Broken means ready to become new again.

When we feel like a broken vessel, we can know that we are in the hands of the Divine Potter. Isaiah 64:8 says, "O Lord, thou art our father; we are the clay, and thou our potter; and we all are the work of thy hand." This scripture tells me that there is a master plan for our lives, and the Divine Potter sees the best form we can become. We are promised: "Behold, as the clay is in the potter's hand, so are ye in mine hand, O house of Israel" (Jeremiah 18:6).

But, if we have already been hardened, formed, fired into a certain shape--and that shape is not the final form we were meant to be--how else can we be reformed? The clay will not return to its soft, malleable state. The clay will have to be broken. "Thou shalt dash them in pieces like a potter's vessel" (Psalm 2:9).
The Broken Vase, by Harry Watrous

The thing about being broken is we all ask, why? Why break me? What was wrong with how I was before? Sure, I might have had a few flaws. Maybe I was looking tarnished. But was it so bad?

Remember this: Broken is the sacrifice that has been asked of us. When the Savior spoke to the Nephites just prior to his appearance, he said, "Ye shall offer for a sacrifice unto me a broken heart and a contrite spirit." Moroni 6:2 reads, "Neither did they receive any unto baptism save they came forth with a broken heart and a contrite spirit, and witnessed unto the church that they truly repented of all their sins."

We can rationalize that our few flaws or tarnished spots are not grievous sins. We'll change those, eventually. But our Divine Potter may know that now, sooner than we thought we were ready, we need to sacrifice those things and give him a broken heart.

President Ezra Taft Benson called it godly sorrow. It is "a deep realization that our actions have offended our Father and our God. It is the sharp and keen awareness that our behavior caused the Savior, He who knew no sin, even the greatest of all, to endure agony and suffering. Our sins caused Him to bleed at every pore. This very real mental and spiritual anguish is what the scriptures refer to as having 'a broken heart and a contrite spirit.' Such a spirit is the absolute prerequisite for true repentance" (Ensign, Oct. 1989, p. 4).

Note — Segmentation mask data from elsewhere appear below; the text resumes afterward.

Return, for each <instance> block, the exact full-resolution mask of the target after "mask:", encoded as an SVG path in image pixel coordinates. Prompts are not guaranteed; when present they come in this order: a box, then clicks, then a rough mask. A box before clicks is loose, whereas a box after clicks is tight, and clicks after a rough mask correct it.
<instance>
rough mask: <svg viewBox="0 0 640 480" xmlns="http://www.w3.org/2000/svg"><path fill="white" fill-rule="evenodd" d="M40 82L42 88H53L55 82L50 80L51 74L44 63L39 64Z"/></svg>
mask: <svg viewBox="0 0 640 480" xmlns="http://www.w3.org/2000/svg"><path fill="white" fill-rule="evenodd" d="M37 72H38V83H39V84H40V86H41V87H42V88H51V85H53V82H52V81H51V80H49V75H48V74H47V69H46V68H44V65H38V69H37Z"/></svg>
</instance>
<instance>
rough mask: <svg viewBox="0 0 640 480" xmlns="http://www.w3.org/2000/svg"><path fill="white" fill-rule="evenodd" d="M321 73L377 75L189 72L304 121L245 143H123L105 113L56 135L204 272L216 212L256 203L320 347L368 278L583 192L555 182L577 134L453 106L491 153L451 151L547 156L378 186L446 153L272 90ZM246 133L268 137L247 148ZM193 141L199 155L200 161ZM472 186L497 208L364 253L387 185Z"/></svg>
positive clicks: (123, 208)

I know that in my life some of those times when I felt most broken through betrayal, pain, loneliness, and deprivation, I felt real "mental and spiritual anguish." And even then, I didn't always look for healing from the source that could heal. I was still stubborn, independent--wounded, but not willing to soften and give in, ask for help and be willing to change.

To be truly brokenhearted requires the second element of our sacrifice: contrition. Elder Bruce D. Porter said, "The sacrifice so entailed is a sacrifice of pride in all its forms. Like malleable clay in the hands of a skilled potter, the brokenhearted can be molded and shaped in the hands of the Master. ... Those who have a broken heart and a contrite spirit are willing to do anything and everything that God asks of them, without resistance or resentment. We cease doing things our way and learn to do them God's way instead" (Ensign, Nov. 2007, p. 32).

That's the hard part. Resistance and resentment are the stubborn burrs that attach to us when we are going through trials. It is the hardest trait to rid ourselves of--yet being broken will be futile until we quit resisting, quit resenting, and allow a reformation or a "re-formation" into the pattern the Lord would like to see in us.

For, "As we make the sacrifice to Him of all that we have and all that we are, the Lord will fill our hearts with peace. He will 'bind up the brokenhearted' (Isaiah 61:1) and grace our lives with the love of God." (Bruce D. Porter, ibid.).

I am still in the process of "reforming." I am still learning to be contrite and quit asking, "Why?" I am learning gratitude for the changes. I am just beginning to see a glimmer of the gold veins that fill the cracks in the vessel, making what was broken actually more beautiful. With patience I may yet learn to fully offer my broken heart to Him, the Master Potter, who can do so much more with it than I.